There has been a fortification were Cardiff castle now stand since sometime during the 3rd century when a Roman fort was built here. In the late 11th century a motte and bailey castle was built here and then finally the earliest parts of the stone castle which can be seen today was built in the 12th century.
The castle has seen a lot of violence in its life, as many castle have, with it being attacked several times and was even stormed by the forces of Owain Glyndwr in 1404.
During the English Civil War Cardiff Castle was initially taken by a parliamentary force, but was regained by Royalist supporters in 1645. When fighting broke out again in 1648, a Royalist army attacked Cardiff in a bid to regain the castle, leading to the battle of St Fagans just outside the city. Cardiff Castle escaped potential destruction by Parliament after the war and was instead garrisoned to protect against a possible Scottish invasion.
After this the castles military importance declined and the castle changed hands a number of times as a personal residence for various families. The last private owner of the castle died in 1947 the castle was given to the city of Cardiff and is open today as a tourist attraction.
The castle is thought to be haunted throughout, with no particular hot spot for the paranormal activity. One particularly interesting tale from the castle is that of ghostly horse and carriage, which people have claimed to have seen driving up Cowbridge road east to the gates of the castle, with some people claiming they have even seen it within the castle walls.
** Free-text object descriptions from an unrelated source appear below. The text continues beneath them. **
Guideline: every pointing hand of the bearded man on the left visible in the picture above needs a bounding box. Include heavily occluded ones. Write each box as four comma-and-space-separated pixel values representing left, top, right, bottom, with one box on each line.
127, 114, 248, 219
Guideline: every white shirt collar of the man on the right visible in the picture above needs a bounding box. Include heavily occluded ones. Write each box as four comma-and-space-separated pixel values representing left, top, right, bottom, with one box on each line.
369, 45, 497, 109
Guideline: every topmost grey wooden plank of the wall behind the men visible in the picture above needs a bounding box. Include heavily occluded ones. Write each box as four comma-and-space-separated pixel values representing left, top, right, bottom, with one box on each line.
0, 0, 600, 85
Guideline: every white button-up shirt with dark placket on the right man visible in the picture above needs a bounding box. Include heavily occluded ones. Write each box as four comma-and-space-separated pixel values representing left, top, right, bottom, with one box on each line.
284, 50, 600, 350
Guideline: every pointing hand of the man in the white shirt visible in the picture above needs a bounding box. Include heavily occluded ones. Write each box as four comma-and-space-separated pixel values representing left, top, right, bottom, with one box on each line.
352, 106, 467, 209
The stockroom is also home to poltergeist activity, with items within the room being moved round or even thrown from one side to another right in-front of staff. People have also claimed to have seen a face-less apparition within this room which appears as a grayish mist in the shape of a person but with no facial features.
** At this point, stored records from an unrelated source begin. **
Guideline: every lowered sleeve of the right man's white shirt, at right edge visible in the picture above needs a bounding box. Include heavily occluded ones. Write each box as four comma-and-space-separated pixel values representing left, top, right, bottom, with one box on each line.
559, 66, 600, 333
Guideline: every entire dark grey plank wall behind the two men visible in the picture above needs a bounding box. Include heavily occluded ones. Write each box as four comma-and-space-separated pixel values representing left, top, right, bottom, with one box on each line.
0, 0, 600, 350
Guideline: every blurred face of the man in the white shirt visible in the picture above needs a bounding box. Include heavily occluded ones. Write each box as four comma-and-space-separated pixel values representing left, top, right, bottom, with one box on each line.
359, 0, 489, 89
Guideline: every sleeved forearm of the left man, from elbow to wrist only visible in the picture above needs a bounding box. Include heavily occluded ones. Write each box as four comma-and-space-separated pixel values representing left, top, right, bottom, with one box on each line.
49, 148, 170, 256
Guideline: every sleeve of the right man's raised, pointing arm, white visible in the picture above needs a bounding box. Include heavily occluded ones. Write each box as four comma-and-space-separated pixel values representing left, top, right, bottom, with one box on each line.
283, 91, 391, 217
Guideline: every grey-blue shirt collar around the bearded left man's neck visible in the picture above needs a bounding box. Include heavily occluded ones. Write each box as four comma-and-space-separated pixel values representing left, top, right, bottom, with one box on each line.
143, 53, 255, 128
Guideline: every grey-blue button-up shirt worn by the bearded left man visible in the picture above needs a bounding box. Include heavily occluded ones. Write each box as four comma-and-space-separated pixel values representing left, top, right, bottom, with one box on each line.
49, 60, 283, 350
The dinging hall also has an interesting story behind it which occurs at 3:45am every morning. The heavy oak doors leading into the room are said to fly open, as if someone of great strength has just barged through them, even if the doors are locked. This is most likely just a camp fire story though as visitors to the castle are not allowed inside at such a time and this story would also be very easy to prove one way or another.
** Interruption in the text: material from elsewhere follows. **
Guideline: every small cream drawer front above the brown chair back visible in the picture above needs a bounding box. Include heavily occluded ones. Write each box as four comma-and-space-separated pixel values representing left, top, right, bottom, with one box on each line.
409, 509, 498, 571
The only identified ghost at the castle is thought to be that of the 2nd Marquess of Bute who died in 1848. He is said to start in the library and then walk through several walls including passing straight through the chapel to a joining room were he is said to have died. He has been described as being a tall shadowy figure wearing a long red tinted cloak.
As for other paranormal activity at the castle there are all the usual bumps and knocks and whispers from empty areas but I've generally found that any place which is said to be haunted will have someone at some point make these types of usual claims.